Новых гибридов было всего лишь по нескольку яблочек, и Вера с Васей резали их на маленькие дольки, чтобы хватило всем за этим большим праздничным столом. Тут оценивался многолетний труд. Вкусы у людей — разные. Но Бабкин видел — почти все ставят на бумажках хорошие отметки…
Сотрудники опытной станции внесли ящики с яблоками новых сортов Петренко, и Вера шепнула Васе:
— Теперь и мы с тобой будем дегустировать.
Отыскали свободные стулья и сели рядом. Капитолина положила перед ними бумажки, подала по ломтику яблока, а потом упрекнула Бабкина:
— Из-за твоей болтовни про Вовку житья нет. К Тыдыеву ни с какой стороны нельзя подступиться… Вчера вроде успокоился, а сегодня опять вспомнил, удила закусил…
Вася виновато покраснел. Уходила бы скорее, что ли. Со злости может ляпнуть лишнее… Вера отвернулась от него. Они забыли про дегустацию. Капа напомнила:
— Жуйте. И пишите. Сейчас еще принесу.
Когда разносчица ушла, Вера сказала:
— Уж больно она с тобой разговорчивая.
Капитолина снова появилась возле них.
— Ты, девушка, не хмурься на Васятку. Он и так по тебе высох…
— Как-нибудь разберемся сами… — буркнула Вера.
— Лучше скажи: чьи яблоки слаще? — приставала Капа, теперь уже шутливо.
— Еще не успели распробовать. Вы помешали.
— Я и говорю: жуйте! Нечего бездельничать. И я не буду мешать. А то Тыдыев обратно приревнует…
— «Золотая дубрава», — промолвил Бабкин, записывая название сорта.
— Удачно окрестили! — одобрила Вера. Она знала это яблоко: отец по просьбе Петренко в течение нескольких лет испытывал его у себя в колхозном саду.
— Мне тоже нравится. — Вася откусил половину ломтика и приготовился сделать отметку. — Кислотность…
— Пиши: «Средняя». Не знаю, как ты, а я люблю кисленькие.
— Я — тоже.
— А на улице все еще буран.
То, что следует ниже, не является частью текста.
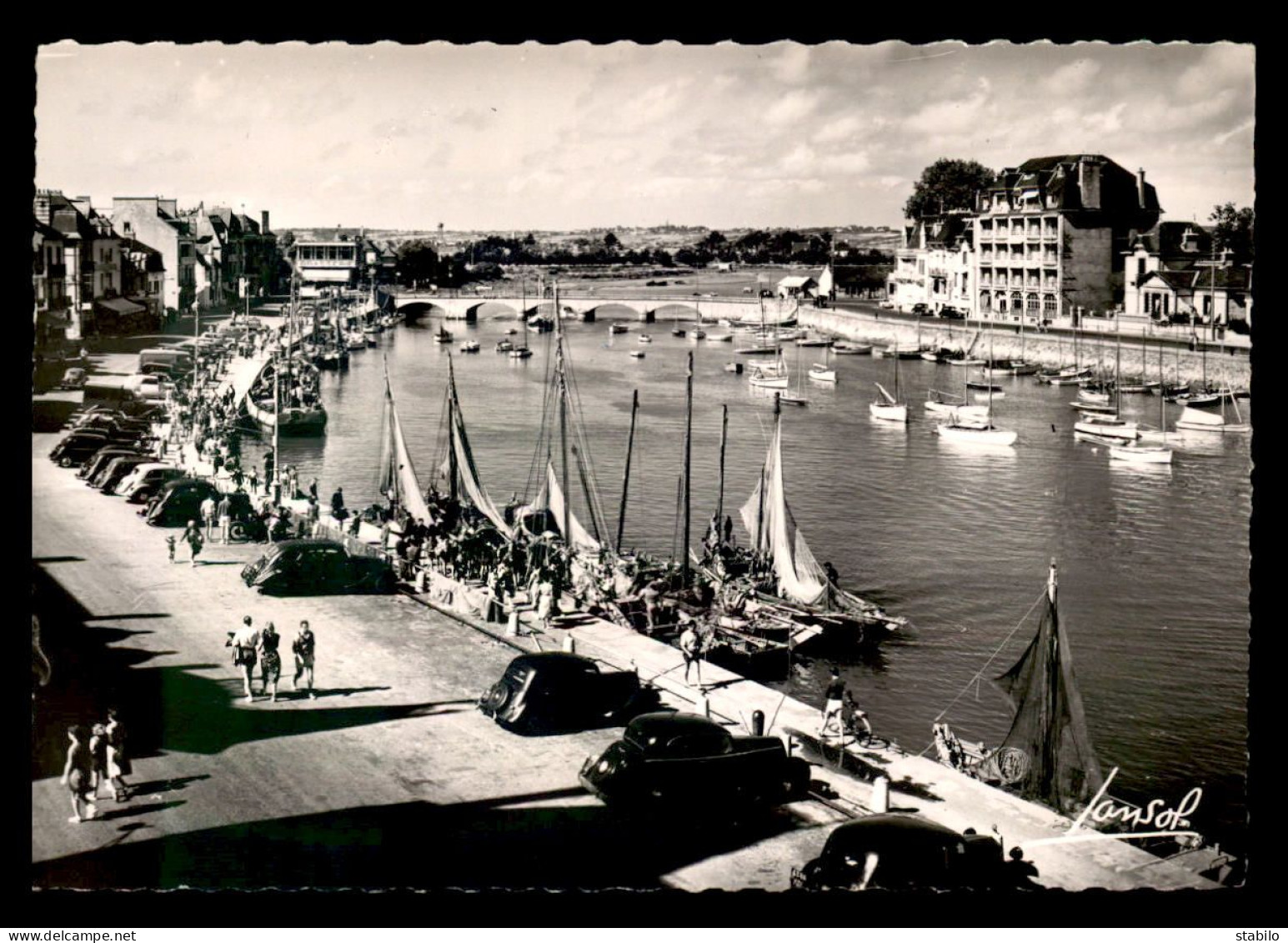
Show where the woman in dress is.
[62,724,98,822]
[103,707,134,803]
[259,622,282,701]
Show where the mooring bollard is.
[872,775,890,811]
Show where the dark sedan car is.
[479,652,659,733]
[791,813,1007,890]
[581,714,809,806]
[89,454,152,494]
[242,537,395,595]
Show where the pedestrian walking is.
[259,622,282,704]
[89,724,111,803]
[179,520,203,567]
[291,619,317,698]
[215,492,233,544]
[103,707,134,803]
[818,669,845,737]
[62,724,98,822]
[680,612,704,688]
[224,616,259,704]
[201,494,217,539]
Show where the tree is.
[1208,203,1253,264]
[903,158,995,219]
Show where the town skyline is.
[36,41,1255,232]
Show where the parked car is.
[242,537,395,595]
[76,446,139,484]
[116,461,184,504]
[143,478,220,527]
[791,813,1007,890]
[49,429,120,468]
[89,454,154,494]
[479,652,661,733]
[579,712,809,806]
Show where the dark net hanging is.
[985,584,1103,813]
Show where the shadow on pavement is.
[31,565,445,780]
[33,790,799,889]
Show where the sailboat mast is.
[716,404,729,527]
[617,390,640,554]
[554,282,572,554]
[447,350,459,503]
[680,350,693,577]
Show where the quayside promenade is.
[31,362,1215,890]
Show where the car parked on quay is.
[116,461,184,504]
[241,537,397,595]
[579,712,810,809]
[479,652,661,733]
[791,813,1011,890]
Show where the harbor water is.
[258,310,1252,848]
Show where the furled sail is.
[380,364,433,520]
[739,420,827,605]
[981,564,1104,813]
[542,461,602,553]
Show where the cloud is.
[1042,59,1100,95]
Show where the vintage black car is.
[143,478,220,527]
[479,652,659,733]
[579,712,809,808]
[791,813,1007,890]
[88,452,153,494]
[76,446,139,484]
[49,429,134,468]
[242,537,395,595]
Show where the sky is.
[36,41,1255,232]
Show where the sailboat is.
[778,348,809,406]
[935,331,1019,446]
[747,350,791,389]
[739,397,905,641]
[868,339,908,423]
[936,560,1104,815]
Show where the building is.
[31,219,71,348]
[778,276,818,298]
[33,189,130,340]
[295,229,387,295]
[972,154,1160,322]
[1123,222,1252,327]
[886,213,976,314]
[112,197,197,312]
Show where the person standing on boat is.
[818,667,845,737]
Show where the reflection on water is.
[266,319,1250,841]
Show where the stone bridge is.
[390,291,799,324]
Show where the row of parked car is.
[479,652,1011,890]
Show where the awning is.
[94,298,147,314]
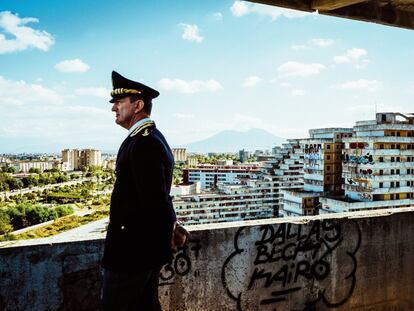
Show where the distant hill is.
[182,129,286,153]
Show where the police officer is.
[102,71,176,311]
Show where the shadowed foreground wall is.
[0,209,414,311]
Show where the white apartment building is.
[281,128,352,216]
[15,161,57,173]
[321,113,414,213]
[173,177,277,225]
[183,163,260,190]
[62,149,102,170]
[171,148,187,162]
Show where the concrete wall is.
[0,208,414,311]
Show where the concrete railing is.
[0,208,414,311]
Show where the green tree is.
[29,167,40,174]
[0,209,13,234]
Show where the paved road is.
[48,217,109,243]
[0,217,109,248]
[0,178,90,197]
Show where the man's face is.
[112,97,136,129]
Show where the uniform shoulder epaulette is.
[129,121,155,137]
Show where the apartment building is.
[321,112,414,213]
[62,149,102,170]
[173,176,277,225]
[280,128,352,216]
[183,163,260,190]
[171,148,187,162]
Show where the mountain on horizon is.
[176,129,286,153]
Погляди — снежинки бьются о стекло, Я опять вспомнила, как мы с тобой сеяли березку… В избушке грызли мерзлый Шаропай…
Им положили новые ломтики. Вася переспросил название сорта и повернулся к Вере:
— Давай вместе заполним.
— Если вкусы во всем сойдутся, — улыбнулась она и взяла карандаш. — Говори свои оценки…
После заседания они, проводив отца в гостиницу, долго ходили по тихим улицам; разговаривали и о большом своем чувстве, и о житейских мелочах; не замечали ни снега, который медленно сыпался на них и таял на щеках и ресницах, ни грохота пустых трамваев, направлявшихся в парк.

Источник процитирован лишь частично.